ORR only told her father that there had been an "accident" in foster care. Officials did not tell him the result of a forensic exam and interview of his child, but the older child accused of the abuse was removed from the foster setting.
“I asked them, ‘What happened? I want to know. I’m her father. I want to know what’s going on,’ and they just told me that they couldn’t give me more information, that it was under investigation,” said the father, who is a legal permanent US resident and spoke to the AP anonymously to protect his daughter's identity. “She was so long in there... I just think that if they would have moved faster, nothing like that would have happened.”
The Trump administration has claimed its new restrictions for sponsors and family members seeking custody of their children who are in ORR's care have prevented traffickers from illegally bringing children into the US and have kept unaccompanied minors safe.
Family members like the three-year-old's father are required to submit to income verification, home inspections, and DNA testing.
The new procedures were immediately followed by a drastic jump in child detention times, according to the AP.
Legal advocates have filed lawsuits challenging the new restrictions on the grounds that they can cause prolonged detention for children. Lauren Fisher Flores, the legal director of the American Bar Association’s ProBar project and the attorney representing the girl's family, told the AP that the organization has worked on eight habeas corpus petitions on behalf of children who have been detained for an average of 255 days.

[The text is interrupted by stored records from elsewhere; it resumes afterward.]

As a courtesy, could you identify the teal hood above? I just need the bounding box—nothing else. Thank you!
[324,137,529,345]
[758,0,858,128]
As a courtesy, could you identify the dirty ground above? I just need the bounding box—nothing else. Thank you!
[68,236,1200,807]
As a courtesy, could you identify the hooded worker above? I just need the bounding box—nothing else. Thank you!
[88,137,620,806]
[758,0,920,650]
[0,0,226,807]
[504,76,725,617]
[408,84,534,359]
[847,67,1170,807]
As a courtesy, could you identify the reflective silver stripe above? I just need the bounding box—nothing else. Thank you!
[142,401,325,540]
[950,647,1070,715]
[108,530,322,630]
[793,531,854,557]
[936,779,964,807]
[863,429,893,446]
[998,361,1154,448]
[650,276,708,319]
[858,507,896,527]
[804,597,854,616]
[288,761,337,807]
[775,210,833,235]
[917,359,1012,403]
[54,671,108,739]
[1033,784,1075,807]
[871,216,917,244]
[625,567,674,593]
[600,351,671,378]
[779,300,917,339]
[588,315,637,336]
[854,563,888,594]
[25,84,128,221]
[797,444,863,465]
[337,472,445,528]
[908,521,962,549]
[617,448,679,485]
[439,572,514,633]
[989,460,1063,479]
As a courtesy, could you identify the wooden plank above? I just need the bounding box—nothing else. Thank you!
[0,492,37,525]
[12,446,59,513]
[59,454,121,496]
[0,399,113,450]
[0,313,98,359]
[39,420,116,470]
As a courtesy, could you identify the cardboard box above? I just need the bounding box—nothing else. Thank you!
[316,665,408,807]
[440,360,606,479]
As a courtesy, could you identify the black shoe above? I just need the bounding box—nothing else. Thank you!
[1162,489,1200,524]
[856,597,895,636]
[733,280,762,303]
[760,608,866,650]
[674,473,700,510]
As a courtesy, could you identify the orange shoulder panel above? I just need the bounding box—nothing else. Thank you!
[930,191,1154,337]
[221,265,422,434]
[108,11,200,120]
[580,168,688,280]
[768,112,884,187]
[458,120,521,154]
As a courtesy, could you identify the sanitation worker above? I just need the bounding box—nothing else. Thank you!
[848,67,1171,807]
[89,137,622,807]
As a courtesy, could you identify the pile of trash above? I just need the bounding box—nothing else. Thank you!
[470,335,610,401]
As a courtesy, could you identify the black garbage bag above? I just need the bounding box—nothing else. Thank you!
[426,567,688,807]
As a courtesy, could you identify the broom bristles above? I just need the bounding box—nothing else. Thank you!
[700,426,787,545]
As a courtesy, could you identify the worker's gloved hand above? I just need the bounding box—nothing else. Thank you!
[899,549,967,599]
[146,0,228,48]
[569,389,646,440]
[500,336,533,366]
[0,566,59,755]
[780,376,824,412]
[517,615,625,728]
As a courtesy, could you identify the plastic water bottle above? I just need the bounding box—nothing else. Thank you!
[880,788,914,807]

In the girl's case, the government finally allowed the father to be fingerprinted after attorneys sent a letter to ORR, but still did not provide a timeline for his daughter's release. His lawyers then filed a habeas petition, prompting the government to release the child to her father.
During the legal challenge, the father learned the details of what ORR had called an "accident" that happened in the foster setting.
“To have your child abused while in the government’s care, to not understand what has happened or how to protect them, to not even be told about the abuse, it is unimaginable,” Fisher Flores told the AP. “Children deserve safety and they belong with their parents.”